When I went to Paris in my 20s [Glass won a scholarship to study with the esteemed composer/composition teacher Nadia Boulanger] we studied Bach and Mozart. Because the language of music took a big step at that time, it became a very powerful form. There isn’t any popular music that goes beyond the harmonies of classical music, they’re just not there. When I came back from Paris to New York – I was about 30 – I didn’t teach music. I was already writing. If I had to do commercial music, it didn’t take me much time. I gave myself a time limit of two hours in fact. So I could make a living writing commercial music [including TV ads and cues for Sesame Street] while I was also writing an opera, music for a film or a piece of theatre. I had a command of the language due to my training.

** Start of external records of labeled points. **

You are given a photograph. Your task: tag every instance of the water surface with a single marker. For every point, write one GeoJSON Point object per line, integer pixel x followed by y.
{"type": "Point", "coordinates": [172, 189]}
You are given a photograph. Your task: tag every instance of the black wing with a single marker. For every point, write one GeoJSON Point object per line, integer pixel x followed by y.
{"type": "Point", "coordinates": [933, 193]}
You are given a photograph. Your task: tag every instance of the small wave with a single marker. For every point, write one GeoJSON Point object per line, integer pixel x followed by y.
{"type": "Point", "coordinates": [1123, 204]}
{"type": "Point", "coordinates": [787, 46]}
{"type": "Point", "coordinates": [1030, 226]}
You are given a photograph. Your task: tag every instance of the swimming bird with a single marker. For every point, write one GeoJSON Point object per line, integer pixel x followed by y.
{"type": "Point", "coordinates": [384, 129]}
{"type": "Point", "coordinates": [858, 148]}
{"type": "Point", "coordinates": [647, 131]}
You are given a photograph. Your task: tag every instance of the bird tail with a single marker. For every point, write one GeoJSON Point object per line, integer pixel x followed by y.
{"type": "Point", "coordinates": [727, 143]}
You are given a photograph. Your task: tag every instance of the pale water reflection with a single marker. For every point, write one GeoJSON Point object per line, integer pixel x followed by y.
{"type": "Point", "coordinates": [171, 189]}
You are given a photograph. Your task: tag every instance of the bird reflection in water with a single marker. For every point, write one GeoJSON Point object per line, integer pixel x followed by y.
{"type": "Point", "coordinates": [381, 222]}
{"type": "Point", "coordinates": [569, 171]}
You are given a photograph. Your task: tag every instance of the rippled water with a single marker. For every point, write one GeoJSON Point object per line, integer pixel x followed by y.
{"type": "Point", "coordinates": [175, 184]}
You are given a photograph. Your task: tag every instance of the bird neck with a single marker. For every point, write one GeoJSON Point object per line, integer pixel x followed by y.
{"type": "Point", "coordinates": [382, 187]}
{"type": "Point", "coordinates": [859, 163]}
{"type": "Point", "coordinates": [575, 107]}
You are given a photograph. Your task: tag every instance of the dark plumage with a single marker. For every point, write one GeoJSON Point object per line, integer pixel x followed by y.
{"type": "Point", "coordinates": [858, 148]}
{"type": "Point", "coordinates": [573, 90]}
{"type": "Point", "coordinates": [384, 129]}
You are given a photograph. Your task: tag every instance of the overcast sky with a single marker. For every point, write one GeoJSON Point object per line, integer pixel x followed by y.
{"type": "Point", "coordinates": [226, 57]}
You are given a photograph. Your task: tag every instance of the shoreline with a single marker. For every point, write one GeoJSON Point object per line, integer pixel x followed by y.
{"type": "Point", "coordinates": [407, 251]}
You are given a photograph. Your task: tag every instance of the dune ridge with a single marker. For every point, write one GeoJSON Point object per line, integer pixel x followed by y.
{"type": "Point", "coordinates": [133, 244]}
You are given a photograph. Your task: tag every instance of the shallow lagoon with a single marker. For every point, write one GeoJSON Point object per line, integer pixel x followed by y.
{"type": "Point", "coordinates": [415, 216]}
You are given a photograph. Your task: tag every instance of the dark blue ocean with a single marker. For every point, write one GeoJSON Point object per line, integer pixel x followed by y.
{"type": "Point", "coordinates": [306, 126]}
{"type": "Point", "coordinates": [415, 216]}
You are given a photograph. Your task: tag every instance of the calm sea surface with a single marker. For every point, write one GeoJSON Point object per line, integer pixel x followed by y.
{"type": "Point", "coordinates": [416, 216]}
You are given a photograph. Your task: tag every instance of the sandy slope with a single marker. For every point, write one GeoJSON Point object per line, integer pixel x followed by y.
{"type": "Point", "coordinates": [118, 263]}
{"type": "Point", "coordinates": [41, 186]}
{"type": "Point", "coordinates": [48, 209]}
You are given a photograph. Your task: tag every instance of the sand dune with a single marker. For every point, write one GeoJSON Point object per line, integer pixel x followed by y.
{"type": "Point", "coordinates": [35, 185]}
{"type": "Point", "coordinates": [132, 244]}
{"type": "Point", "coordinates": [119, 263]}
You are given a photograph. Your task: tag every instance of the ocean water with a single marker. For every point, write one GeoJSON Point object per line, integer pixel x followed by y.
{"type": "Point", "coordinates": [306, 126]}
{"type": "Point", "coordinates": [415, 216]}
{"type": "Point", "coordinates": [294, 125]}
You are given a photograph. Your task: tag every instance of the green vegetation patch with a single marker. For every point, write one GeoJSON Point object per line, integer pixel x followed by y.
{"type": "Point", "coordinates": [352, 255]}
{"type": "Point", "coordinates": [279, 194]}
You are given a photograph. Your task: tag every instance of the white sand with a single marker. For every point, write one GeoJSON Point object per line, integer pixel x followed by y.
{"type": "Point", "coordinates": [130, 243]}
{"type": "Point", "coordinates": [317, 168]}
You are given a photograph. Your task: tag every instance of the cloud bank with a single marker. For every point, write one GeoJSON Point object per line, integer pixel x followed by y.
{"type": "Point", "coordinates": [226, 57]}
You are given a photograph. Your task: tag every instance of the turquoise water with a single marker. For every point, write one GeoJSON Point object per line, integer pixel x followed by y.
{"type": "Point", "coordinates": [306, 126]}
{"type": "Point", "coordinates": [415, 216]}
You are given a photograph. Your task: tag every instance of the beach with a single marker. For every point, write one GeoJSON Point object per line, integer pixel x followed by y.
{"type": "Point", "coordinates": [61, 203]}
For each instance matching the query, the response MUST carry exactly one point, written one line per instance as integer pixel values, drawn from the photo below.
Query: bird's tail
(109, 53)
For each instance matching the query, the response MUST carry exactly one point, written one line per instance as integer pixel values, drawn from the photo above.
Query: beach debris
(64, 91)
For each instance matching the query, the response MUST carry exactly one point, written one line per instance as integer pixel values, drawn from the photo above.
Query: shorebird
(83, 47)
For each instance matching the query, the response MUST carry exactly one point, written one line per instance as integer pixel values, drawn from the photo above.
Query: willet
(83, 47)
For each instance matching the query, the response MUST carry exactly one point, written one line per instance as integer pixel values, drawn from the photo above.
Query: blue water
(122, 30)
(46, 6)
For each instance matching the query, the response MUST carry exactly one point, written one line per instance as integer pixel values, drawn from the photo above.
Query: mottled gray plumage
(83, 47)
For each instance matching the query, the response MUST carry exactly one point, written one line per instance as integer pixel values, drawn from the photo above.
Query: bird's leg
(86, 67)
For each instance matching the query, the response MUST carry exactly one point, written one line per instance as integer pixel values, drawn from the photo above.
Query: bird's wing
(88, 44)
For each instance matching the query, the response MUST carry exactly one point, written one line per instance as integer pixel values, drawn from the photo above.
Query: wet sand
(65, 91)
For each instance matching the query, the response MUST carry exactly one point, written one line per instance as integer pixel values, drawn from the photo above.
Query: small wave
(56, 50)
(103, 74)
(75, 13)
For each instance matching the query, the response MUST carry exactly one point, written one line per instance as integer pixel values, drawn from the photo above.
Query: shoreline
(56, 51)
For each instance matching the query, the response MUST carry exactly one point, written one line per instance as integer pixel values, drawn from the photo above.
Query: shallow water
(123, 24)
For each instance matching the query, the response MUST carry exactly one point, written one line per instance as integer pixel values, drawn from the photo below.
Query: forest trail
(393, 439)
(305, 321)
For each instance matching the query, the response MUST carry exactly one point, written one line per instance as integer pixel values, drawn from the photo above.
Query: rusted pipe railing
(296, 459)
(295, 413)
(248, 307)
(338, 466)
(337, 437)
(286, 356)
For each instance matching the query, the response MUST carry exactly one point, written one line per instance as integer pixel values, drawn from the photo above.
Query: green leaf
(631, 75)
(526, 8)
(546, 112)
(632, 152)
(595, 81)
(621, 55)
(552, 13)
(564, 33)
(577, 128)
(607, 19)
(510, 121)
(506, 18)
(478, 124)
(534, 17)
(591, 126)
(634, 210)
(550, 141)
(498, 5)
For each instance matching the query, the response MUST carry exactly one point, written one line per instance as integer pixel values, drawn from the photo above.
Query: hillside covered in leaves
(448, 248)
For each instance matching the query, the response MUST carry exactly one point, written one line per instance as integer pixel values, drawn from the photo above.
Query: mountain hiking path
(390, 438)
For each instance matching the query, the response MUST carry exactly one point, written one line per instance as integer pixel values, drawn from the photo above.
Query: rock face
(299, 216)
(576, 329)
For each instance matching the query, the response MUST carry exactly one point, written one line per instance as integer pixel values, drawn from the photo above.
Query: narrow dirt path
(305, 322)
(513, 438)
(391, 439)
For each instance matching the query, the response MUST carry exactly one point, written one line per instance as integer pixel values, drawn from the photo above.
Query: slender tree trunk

There isn’t any popular music that goes beyond the harmonies of classical music
My younger self wouldn’t be surprised that I don’t go out a lot. Though he was more outgoing than I am now. But even when I was younger, I didn’t go to a lot of parties. I realised if I stayed out too late I couldn’t work the next morning. I remember when I came to London in the Nineties there was a lot of house music. The problem with the house music scene is they didn’t get going until one in the morning and I preferred to be asleep by then. But I stayed up and went to listen – it was the only way to hear the music. I had lots of fun doing that, and I worked with all kinds of people, doing arrangements for people like S’Express. But now my work time is so important to me. And I have lots of children and I like to spend time with them. I need to get to bed early – around midnight – then I get up around 6am and I work all day. I’m not seen much outside of my house.